Demokrasiye ve halkın iradesine engel olmaya çalışan her türlü oluşumun, kalkışmanın, adı ne olursa olsun bu durumun karşısındayız, karşısında olacağız. Genel Başkanımız Sayın Dr. Devlet Bahçeli’nin olayların yaşandığı, halkımızın anlama çalıştığı ilk anlarda, ordu komutanlarından önce yaptığını hükümetin yanındayız açıklamasıyla; Devlet adamlığını bir kez daha göstermiştir oldu. Darbe teşebbüsünün ilk kırılması ve psikolojik üstünlüğün ilk ivmesi burada kazanılmıştır. Kendisine millet olarak teşekkür ediyoruz. Ülkücü camia sağduyu ve propagandalara gelmeme çağrısıyla beklide olması istenen iç savaş ortamına imkan vermemiş, karanlık sürecin tarafı olmamıştır.
Diğer yönden Türk Silahlı Kuvvetlerinin ve Mehmetçiğin gururumuz, onurumuz olduğunun altını çiziyorum, sapla saman ayırt edilmesi gerektiği ısrarla savunuyorum. Ordunun içinden bir grup çıktıysa tüm ordumuzu yaftalamak çok büyük bir belirsizliktir. Çünkü güçlü ordu, güçlü Türkiye cümlesini söylemiyorum, haykırıyorum. Mehmetçiğe, tezkere için gün sayan kınalı kuzularımız; kalabalıktan güç bularak; kemerle, sopayla, hatta şehit ederek müdahale edenleri kınıyorum ve onları vicdanlarıyla baş başa bırakıyorum.
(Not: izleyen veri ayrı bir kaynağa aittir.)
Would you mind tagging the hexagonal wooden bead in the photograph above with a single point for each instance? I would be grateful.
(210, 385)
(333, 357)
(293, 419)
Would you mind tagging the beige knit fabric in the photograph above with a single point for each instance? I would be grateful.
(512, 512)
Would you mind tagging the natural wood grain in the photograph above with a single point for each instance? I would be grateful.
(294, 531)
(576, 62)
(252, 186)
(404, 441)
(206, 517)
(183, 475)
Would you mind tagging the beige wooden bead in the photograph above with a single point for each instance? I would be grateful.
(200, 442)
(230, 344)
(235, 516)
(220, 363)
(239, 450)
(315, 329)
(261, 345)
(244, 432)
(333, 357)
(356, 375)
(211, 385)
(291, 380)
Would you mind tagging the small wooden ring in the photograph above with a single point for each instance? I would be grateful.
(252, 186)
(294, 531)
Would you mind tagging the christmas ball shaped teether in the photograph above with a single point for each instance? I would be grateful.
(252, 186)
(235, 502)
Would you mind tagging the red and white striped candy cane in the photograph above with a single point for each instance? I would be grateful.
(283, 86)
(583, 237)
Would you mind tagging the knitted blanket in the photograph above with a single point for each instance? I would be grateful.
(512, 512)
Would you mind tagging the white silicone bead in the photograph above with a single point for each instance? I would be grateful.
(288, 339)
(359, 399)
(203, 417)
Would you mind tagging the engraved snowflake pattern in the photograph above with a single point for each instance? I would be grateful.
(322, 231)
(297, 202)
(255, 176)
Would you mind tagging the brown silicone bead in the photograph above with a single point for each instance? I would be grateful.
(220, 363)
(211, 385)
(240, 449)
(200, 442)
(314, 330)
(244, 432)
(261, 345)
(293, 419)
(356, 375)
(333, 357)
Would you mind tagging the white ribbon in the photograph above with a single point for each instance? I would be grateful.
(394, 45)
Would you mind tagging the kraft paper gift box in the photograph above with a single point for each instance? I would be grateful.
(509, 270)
Bu süreç bence yaşandı ve bitti en önemlisi bundan sonra ki hukuk süreçtir. Bu sürecin şeffaf, duygusallığa bakmadan, hızlı bir şekilde işleyip suçluların biran önce adalete hesap vermesini bekliyoruz. Türkiye Cumhuriyeti Devletinin biran önce normalleşip gündelik hayatına dönmesi ve hükümetin bu psikolojiyi kaşımak değil halkı rahatlatmak eylemin de olmasını bekliyoruz. Cenabı Allah bir daha bu millete böyle acılı geceler yaşatmasın inşallah. Diyerek sözlerini tamamladı.